InitWithBytesNoCopy:length:encoding:freeWhenDone: (NSString)Edit

An experiment with some leaking strings:

#import <Foundation/Foundation.h>

int main (int argc, const char * argv[]) {
    NSAutoreleasePool * pool = [[NSAutoreleasePool alloc] init];

    // Question: how does initWithBytesNoCopy:length:encoding:freeWhenDone: handle NULL bytes?

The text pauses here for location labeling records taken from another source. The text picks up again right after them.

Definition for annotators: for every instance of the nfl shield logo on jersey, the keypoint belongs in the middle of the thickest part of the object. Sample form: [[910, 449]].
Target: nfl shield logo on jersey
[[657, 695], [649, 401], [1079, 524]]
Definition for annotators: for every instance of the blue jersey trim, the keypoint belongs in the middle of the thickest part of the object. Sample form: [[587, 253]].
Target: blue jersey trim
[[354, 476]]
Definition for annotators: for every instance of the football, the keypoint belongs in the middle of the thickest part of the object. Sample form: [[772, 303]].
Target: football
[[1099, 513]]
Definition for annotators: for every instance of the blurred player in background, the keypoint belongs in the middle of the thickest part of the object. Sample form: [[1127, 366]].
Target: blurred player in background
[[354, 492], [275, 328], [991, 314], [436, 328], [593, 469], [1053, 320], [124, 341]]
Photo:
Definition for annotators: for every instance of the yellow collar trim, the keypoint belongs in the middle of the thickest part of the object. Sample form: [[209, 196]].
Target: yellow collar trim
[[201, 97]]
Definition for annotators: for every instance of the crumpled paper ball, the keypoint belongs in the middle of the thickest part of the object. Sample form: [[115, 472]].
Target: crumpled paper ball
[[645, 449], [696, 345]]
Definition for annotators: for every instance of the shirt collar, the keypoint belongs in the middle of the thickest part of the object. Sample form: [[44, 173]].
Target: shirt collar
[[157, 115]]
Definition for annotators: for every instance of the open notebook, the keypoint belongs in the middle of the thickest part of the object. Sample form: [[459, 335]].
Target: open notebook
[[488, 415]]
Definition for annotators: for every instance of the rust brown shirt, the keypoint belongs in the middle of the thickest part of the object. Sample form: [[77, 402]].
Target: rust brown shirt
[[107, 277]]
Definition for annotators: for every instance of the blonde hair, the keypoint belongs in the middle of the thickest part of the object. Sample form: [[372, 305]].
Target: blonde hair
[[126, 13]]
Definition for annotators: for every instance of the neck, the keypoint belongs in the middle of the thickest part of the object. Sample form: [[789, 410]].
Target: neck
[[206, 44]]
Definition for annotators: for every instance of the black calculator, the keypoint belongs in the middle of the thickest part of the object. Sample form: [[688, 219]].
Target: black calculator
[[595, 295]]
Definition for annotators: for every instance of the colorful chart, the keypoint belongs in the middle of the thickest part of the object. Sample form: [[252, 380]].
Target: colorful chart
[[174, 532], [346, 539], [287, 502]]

    const char *str = "hello"; // 5 letters plus NULL terminating byte
    NSLog(@"str \"%s\" has length %d", str, strlen(str));   // str "hello" has length 5

    NSString *string = [[NSString alloc] initWithBytesNoCopy:(void *)str
                                                      length:5
                                                    encoding:NSUTF8StringEncoding
                                                freeWhenDone:NO];

    NSLog(@"string created with length 5: %@ (%d)", string, [string length]);       // string created with length 5: hello (5)
    NSLog(@"roundtrip back to string -> length %d", strlen([string UTF8String]));   // roundtrip back to string -> length 5

    string = [[NSString alloc] initWithBytesNoCopy:(void *)str
                                            length:6
                                          encoding:NSUTF8StringEncoding
                                      freeWhenDone:NO];

    // note that in this line echoing the string causes the NULL byte to be echoed, cutting off the rest of the NSLog
    NSLog(@"string created with length 6: %@ (%d)", string, [string length]);       // string created with length 6: hello
    NSLog(@"length %d", [string length]);                                           // length 6
    NSLog(@"roundtrip back to string -> length %d", strlen([string UTF8String]));   // roundtrip back to string -> length 5

    string = [NSString stringWithUTF8String:str];
    NSLog(@"string created with stringWithUTF8String: %@ (%d)", string, [string length]);   // string created with stringWithUTF8String: hello (5)
    NSLog(@"roundtrip back to string -> length %d", strlen([string UTF8String]));           // roundtrip back to string -> length 5

    // char array with NULL byte in the middle
    char tricky[10] = { 'h', 'e', 'l', 'l', 'o', 0, 'r', 'o', 'b', 0 };
    string = [NSString stringWithUTF8String:tricky];
    NSLog(@"string: %@ (%d)", string, [string length]);                             // string: hello (5)
    NSLog(@"roundtrip back to string -> length %d", strlen([string UTF8String]));   // roundtrip back to string -> length 5

    string = [[NSString alloc] initWithBytesNoCopy:(void *)tricky
                                            length:9
                                          encoding:NSUTF8StringEncoding
                                      freeWhenDone:NO];

    NSLog(@"string created with length 9: %@ (%d)", string, [string length]);       // string created with length 9: hello
    NSLog(@"length %d", [string length]);                                           // length 9
    NSLog(@"roundtrip back to string -> length %d", strlen([string UTF8String]));   // roundtrip back to string -> length 5

    string = [[NSString alloc] initWithBytesNoCopy:(void *)tricky
                                            length:10
                                          encoding:NSUTF8StringEncoding
                                      freeWhenDone:NO];

    NSLog(@"string created with length 10: %@ (%d)", string, [string length]);      // string created with length 10: hello
    NSLog(@"length %d", [string length]);                                           // length 10
    NSLog(@"roundtrip back to string -> length %d", strlen([string UTF8String]));   // roundtrip back to string -> length 5

    // are the characters after the NULL byte really there?
    int i;
    for (i = 0; i < 10; i++)
        NSLog(@"%d: %C", i, [string characterAtIndex:i]);

    // 0: h
    // 1: e
    // 2: l
    // 3: l
    // 4: o
    // 5:
    // 6: r
    // 7: o
    // 8: b
    // 9:

    [pool release];
    return 0;
}

Conclusions

  • The value you pass for length need not include space for a NULL terminating byte.
  • You can pass a buffer containing mid-string NULL bytes and provided the length is set correctly the string won't be truncated.
  • If you try to print such a string containing a mid-string NULL byte using NSLog output will be incorrectly truncated at the NULL byte.
  • Even so, the actual characters really are present in the created string.